沖縄発の焼却炉、バリへ JICA支援事業 トマス技研が開発


社会
この記事を書いた人 Avatar photo 琉球新報社
トマス技術研究所が開発した小型焼却炉「チリメーサー」(同社提供)

 国際協力機構(JICA)はこのほど、国内中小企業の製品・技術を途上国の課題解決に活用する2015年度中小企業海外展開支援普及・実証事業に、トマス技術研究所(うるま市)が開発した小型焼却炉「チリメーサー」を採択した。インドネシア・バリ島の中央総合病院に導入し、医療廃棄物の適正管理方法の検証を進める。
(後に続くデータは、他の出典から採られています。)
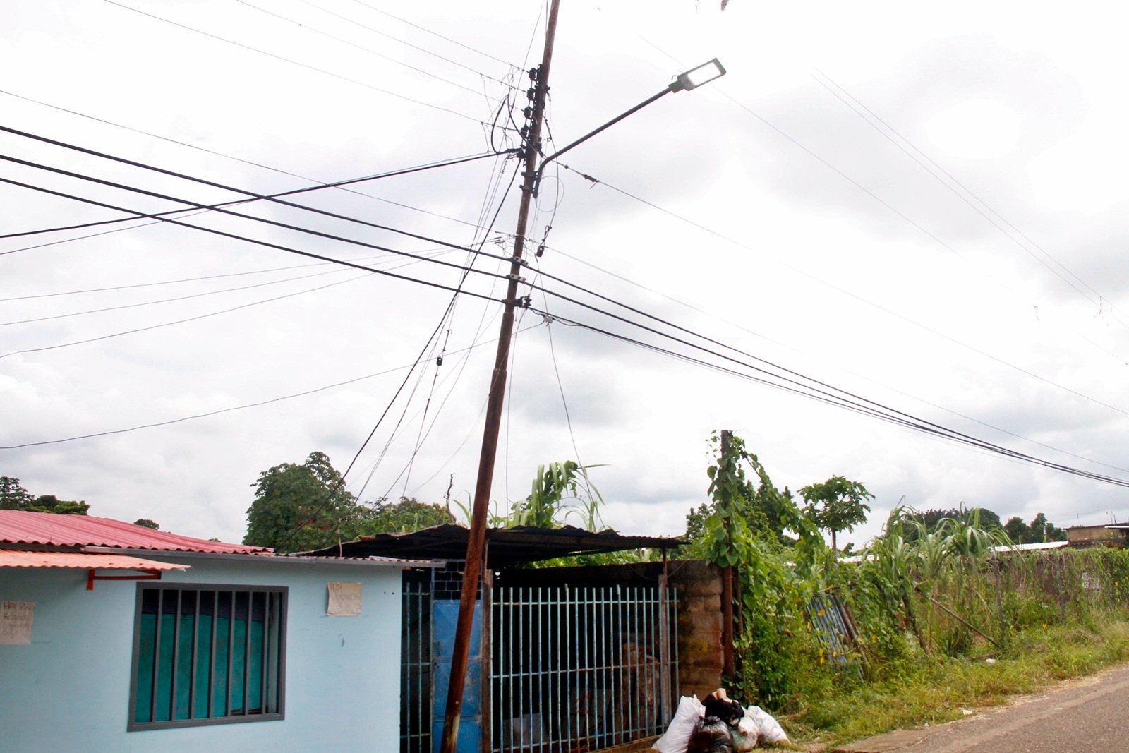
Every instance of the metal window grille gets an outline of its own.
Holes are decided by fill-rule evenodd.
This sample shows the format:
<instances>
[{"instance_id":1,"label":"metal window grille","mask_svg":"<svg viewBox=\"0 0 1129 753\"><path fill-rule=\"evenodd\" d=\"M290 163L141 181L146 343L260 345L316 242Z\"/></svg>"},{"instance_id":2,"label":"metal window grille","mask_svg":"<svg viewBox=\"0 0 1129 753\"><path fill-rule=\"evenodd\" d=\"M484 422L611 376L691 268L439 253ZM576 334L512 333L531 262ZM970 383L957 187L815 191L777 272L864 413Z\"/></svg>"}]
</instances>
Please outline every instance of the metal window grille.
<instances>
[{"instance_id":1,"label":"metal window grille","mask_svg":"<svg viewBox=\"0 0 1129 753\"><path fill-rule=\"evenodd\" d=\"M498 587L492 751L588 751L660 734L677 677L674 589Z\"/></svg>"},{"instance_id":2,"label":"metal window grille","mask_svg":"<svg viewBox=\"0 0 1129 753\"><path fill-rule=\"evenodd\" d=\"M138 586L129 729L281 719L286 596Z\"/></svg>"},{"instance_id":3,"label":"metal window grille","mask_svg":"<svg viewBox=\"0 0 1129 753\"><path fill-rule=\"evenodd\" d=\"M400 753L430 753L431 572L405 570L401 593Z\"/></svg>"}]
</instances>

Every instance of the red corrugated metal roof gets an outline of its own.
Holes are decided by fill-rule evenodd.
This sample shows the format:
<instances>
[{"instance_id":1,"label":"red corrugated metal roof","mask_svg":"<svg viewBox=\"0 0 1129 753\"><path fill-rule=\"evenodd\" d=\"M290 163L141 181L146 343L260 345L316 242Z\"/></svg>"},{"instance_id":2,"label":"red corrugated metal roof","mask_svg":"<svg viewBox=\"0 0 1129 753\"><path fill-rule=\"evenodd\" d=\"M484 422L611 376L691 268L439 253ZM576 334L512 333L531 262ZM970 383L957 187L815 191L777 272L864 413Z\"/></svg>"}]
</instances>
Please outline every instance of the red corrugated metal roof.
<instances>
[{"instance_id":1,"label":"red corrugated metal roof","mask_svg":"<svg viewBox=\"0 0 1129 753\"><path fill-rule=\"evenodd\" d=\"M71 568L80 570L187 570L187 564L142 560L124 554L25 552L0 550L0 568Z\"/></svg>"},{"instance_id":2,"label":"red corrugated metal roof","mask_svg":"<svg viewBox=\"0 0 1129 753\"><path fill-rule=\"evenodd\" d=\"M6 544L114 546L217 554L257 554L271 551L265 546L245 546L180 536L175 533L154 531L132 523L91 515L53 515L27 510L0 510L0 546Z\"/></svg>"}]
</instances>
 チリメーサーは独自の自動燃焼制御システムで黒煙を出さず、ダイオキシン類を高温で分解する。小型で運転コストも低く抑えられ、離島自治体の漂着ごみ処分など国内で70基を販売している。トマス技術研究所は海外展開に当たり、島しょ地域における環境に配慮した小型焼却炉として、沖縄同様に多くの島々を有するインドネシアでの普及・実証を提案してきた。
 同社技術営業課の小幡浩さんは「小型でポイントごとに設置できるため、島しょ地域に導入メリットがある。病院での実証事業を契機に、広く普及に取り組みたい」と述べた。
 インドネシアでは急速な人口増加と経済成長に伴って廃棄物の投棄や違法処理の問題が深刻化しており、JICA沖縄は「特に医療廃棄物は厳重な適正管理が急務だ。沖縄発の小型焼却炉がインドネシア国内に普及することで、廃棄物問題の解決に寄与できる」と期待した。
 同事業の県内からの採択企業は、アクシオヘリックス、福山商事、沖縄小堀電機、レキオ・パワー・テクノロジーに続いて5社目。